If the PDF file is associated with the hyperlink on a webpage, click on the link to get PDF’s URL. Once you have the URL, you can follow the steps given below to add a PDF monitor:
Access the web app’s Watchlist located at https://monitor.distill.io.
Click on the “Add Monitor” button and select “PDF” from the list.
Enter the URL of the PDF file on the Source page and click on the “Save” button.
An options window will open. At this page, you have the option to configure settings such as check intervals and actions to be taken when changes occur. Once done, save it.
Your PDF monitor is set now. You can check its contents by clicking on the text preview of the monitor. If a change is found, you will be notified via actions previously set on the Options page.
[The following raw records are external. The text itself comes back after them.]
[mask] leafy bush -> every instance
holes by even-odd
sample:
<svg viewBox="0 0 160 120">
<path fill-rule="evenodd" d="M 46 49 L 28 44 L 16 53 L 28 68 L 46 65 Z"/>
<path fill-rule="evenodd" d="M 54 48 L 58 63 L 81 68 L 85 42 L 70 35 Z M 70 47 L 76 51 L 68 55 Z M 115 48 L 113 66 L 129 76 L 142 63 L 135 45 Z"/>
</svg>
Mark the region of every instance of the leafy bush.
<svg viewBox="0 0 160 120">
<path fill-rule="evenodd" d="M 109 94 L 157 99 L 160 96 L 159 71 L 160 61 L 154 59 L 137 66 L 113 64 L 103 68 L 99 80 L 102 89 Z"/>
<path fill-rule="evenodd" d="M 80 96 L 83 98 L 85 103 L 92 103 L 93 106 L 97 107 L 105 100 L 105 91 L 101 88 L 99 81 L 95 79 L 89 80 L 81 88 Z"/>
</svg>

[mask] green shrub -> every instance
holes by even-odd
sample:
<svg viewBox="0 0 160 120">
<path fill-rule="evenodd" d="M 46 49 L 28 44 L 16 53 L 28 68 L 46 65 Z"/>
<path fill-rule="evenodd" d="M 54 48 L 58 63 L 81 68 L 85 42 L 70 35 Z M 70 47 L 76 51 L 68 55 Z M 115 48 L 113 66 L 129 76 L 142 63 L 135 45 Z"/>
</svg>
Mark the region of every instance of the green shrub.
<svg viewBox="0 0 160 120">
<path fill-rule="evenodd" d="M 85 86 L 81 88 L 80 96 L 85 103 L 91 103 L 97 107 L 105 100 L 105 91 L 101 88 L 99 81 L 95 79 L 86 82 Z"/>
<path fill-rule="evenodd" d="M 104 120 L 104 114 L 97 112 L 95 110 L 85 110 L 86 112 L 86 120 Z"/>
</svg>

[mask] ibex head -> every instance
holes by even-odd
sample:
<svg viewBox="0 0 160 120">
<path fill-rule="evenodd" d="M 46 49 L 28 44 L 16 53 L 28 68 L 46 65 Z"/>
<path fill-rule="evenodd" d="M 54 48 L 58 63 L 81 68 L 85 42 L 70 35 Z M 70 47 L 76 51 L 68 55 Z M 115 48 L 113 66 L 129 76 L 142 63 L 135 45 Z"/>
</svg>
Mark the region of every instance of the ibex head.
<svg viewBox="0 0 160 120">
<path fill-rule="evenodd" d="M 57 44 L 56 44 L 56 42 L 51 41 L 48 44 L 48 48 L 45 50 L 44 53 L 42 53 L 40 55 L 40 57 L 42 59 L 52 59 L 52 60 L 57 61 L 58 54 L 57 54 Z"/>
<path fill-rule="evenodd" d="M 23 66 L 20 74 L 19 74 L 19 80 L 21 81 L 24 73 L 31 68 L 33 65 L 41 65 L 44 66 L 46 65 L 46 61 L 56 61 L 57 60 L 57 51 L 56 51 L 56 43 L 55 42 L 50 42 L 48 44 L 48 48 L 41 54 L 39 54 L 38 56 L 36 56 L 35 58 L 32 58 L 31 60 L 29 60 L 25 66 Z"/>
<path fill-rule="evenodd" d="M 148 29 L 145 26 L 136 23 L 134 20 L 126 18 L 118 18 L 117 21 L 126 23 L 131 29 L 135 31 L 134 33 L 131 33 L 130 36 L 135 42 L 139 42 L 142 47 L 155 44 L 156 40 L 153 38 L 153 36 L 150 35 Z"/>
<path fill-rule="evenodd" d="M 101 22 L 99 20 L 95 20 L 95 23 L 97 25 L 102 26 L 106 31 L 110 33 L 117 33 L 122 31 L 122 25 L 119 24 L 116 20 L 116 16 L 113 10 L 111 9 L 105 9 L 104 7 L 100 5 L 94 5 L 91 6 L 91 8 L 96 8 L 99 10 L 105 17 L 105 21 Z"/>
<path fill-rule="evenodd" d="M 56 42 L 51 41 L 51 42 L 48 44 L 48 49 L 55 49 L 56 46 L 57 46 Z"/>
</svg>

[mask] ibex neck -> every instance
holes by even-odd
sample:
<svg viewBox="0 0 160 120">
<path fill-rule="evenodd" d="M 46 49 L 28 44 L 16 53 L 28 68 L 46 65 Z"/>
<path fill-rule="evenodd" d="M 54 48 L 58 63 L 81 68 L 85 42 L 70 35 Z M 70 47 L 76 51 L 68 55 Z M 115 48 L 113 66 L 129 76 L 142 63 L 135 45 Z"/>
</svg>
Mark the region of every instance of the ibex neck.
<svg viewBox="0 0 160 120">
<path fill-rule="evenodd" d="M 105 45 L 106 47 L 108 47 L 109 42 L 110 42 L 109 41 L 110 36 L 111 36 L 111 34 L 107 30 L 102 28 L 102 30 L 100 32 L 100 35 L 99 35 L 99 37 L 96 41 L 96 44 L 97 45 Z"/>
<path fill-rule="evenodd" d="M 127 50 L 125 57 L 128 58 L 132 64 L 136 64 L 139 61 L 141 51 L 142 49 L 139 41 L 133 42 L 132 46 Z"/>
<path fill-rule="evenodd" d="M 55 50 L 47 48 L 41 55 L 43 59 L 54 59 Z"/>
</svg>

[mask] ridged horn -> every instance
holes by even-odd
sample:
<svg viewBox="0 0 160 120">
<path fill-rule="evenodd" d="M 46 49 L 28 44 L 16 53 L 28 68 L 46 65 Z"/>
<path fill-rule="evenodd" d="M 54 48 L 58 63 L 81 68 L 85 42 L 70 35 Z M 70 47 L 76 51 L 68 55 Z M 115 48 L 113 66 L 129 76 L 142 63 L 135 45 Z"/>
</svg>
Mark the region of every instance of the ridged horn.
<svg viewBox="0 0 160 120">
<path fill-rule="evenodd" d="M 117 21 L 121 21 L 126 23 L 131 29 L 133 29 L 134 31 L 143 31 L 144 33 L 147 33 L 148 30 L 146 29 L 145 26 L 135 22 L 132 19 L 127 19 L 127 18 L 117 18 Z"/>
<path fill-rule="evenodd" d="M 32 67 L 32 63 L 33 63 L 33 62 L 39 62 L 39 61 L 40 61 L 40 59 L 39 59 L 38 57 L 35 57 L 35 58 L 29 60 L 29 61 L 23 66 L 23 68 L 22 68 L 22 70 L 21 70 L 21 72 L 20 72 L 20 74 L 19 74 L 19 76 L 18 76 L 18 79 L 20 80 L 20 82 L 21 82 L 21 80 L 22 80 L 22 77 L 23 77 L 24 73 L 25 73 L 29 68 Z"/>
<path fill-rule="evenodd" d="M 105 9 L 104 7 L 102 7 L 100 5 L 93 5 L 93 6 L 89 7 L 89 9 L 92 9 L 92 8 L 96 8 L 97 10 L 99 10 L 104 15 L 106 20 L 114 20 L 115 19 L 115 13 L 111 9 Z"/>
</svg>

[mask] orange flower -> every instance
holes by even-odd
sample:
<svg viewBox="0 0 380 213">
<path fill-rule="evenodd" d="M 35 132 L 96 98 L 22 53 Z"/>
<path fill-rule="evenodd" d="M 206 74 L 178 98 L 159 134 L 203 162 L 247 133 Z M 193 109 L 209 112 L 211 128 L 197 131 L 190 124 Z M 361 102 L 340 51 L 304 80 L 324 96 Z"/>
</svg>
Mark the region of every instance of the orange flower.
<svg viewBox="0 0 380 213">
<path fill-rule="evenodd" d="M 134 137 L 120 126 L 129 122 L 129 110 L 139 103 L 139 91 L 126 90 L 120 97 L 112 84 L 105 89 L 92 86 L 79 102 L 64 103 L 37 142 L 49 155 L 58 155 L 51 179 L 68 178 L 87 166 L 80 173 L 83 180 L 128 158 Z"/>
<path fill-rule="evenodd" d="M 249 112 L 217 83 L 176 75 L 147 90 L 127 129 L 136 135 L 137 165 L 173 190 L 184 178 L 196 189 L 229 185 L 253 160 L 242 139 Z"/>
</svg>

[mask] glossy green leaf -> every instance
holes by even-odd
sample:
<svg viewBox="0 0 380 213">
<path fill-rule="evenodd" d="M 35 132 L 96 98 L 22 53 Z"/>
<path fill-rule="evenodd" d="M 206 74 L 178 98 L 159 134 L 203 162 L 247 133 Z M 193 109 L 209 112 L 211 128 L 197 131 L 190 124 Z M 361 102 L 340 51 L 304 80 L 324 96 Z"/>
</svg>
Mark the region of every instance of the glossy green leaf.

You can further compare two versions of the PDF monitor by clicking on the “Explore diff” option under the change history.
How can I monitor changes to a PDF file if its link on the website changes frequently?
In certain scenarios, you might need to monitor a PDF file that is linked on a webpage and the hyperlink undergoes frequent changes. In such instance, you will need to create the following two monitors:
- Add a PDF monitor using the PDF’s URL.
- Add a webpage monitor for the webpage where the PDF link shows. You will need to monitor the attribute “href” to watch the URL of the PDF for changes.
When you get an alert on the 2nd monitor for the link change, you will need to manually update the URL of the first monitor (PDF monitor).
Example: Let’s monitor the PDF file for “Form 1040” on the page https://www.irs.gov/forms-pubs/about-form-1040. Here are the steps that we need to follow:
We need to add a PDF monitor for Form 1040. By clicking on the hyperlink to Form 1040 on the webpage, we will get the PDF’s URL: https://www.irs.gov/pub/irs-pdf/f1040.pdf.
We will need to add a monitor that monitors the URL of the PDF for changes. If the URL changes, then we need to update the first monitor added in the previous step. Here are the steps to monitor PDF URL from the source webpage.
- Add a web page monitor for https://www.irs.gov/forms-pubs/about-form-1040
- Select Form 1040 which has the hyperlink to the PDF file.
- Expand the selection panel to show the selectors and the preview.
- Search for “href” in the attribute or property list and click to select from the list as shown below: You will see the PDF’s URL in the preview once the href has been selected.
- Save the selection and configure other settings (check interval, actions, etc) at the Options page and save it.
The webpage monitor with the above steps monitors the PDF’s link as text. To view the monitored text in detail, you will need to navigate to the change history. By default, change history shows the “visual” view of the monitor. The monitored link is visually not present on the page, so the link will not show in the visual view. You will need to change to “text” view to see it as shown below.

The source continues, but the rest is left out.